(Foto: Felipe Fachini/Divulgação FC Cascavel)

Orgulho da cidade

É fato que cidade de Cascavel respira futebol. Por anos o povo cascavelense esperou, esperou e esperou por um time que lhes representasse, pois bem. Eis o FC Cascavel.

Aqui, é assim. Quando o torcedor sente que não vai dar liga, abandona. Foi isso que as “outras serpentes” sentiram na pele. Com o FC Cascavel foi diferente. O torcedor sempre esteve ao lado do clube, e o clube sempre esteve ao lado do torcedor, é uma relação coerente, movida a paixão e lealdade.

E por ironia do destino, a torcida aurinegra não pode estar presente no Estádio Olímpico nesta quarta-feira (08), dia de um feito gigantesco para a história do clube. Cá entre nós, o Olímpico Regional seria palco de uma festa jamais vista neste estádio. Mas o momento quis ser assim, no entanto, mesmo sem a presença do público, os jogadores do FC Cascavel os fizeram presentes, na ponta de suas chuteiras.

Curiosamente, o motivo que levou o FC Cascavel à sua primeira final de um Campeonato Paranaense, foi o motivo que trouxe o clube até aqui. Em 2014, o desconhecido “FCC” lutava pelo titulo da Série B Estadual, contra o Nacional de Rolândia. O título veio de maneira épica, com dois gols nos acréscimos da partida. Perdendo por 1 a 0, o time aurinegro demonstrou toda sua garra e buscou o resultado. O zagueiro Maurício (hoje no Cianorte) acertou um tirambaço de longe e empatou.
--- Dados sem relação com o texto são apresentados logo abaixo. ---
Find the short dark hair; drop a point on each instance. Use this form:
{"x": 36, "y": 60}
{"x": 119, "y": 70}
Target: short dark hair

Em seguida, o gol do título. Após levantamento na área, William testou firme de cabeça, e virou o jogo. Era dado o primeiro passo, rumo a ascensão meteórica de hoje em dia.

A última dança contra o Athletico

E neste oito de setembro, de 2021, o confronto diante do Athletico-PR entrou para o Hall de grandes partidas do FC Cascavel.

Durante a semana, o time do técnico Tcheco sofreu um surto de Covid-19 no plantel, fora os desfalques, e os lesionados; o FC Cascavel entrou em campo com 14 atletas disponíveis para jogo. O adversário era nada mais, nada menos o Athletico-PR, atual campeão paranaense, time que disputa às semifinais da Copa Sul-Americana deste ano. É bem verdade que o Furacão não vive um bom momento, mas tem que respeitar. E respeitou.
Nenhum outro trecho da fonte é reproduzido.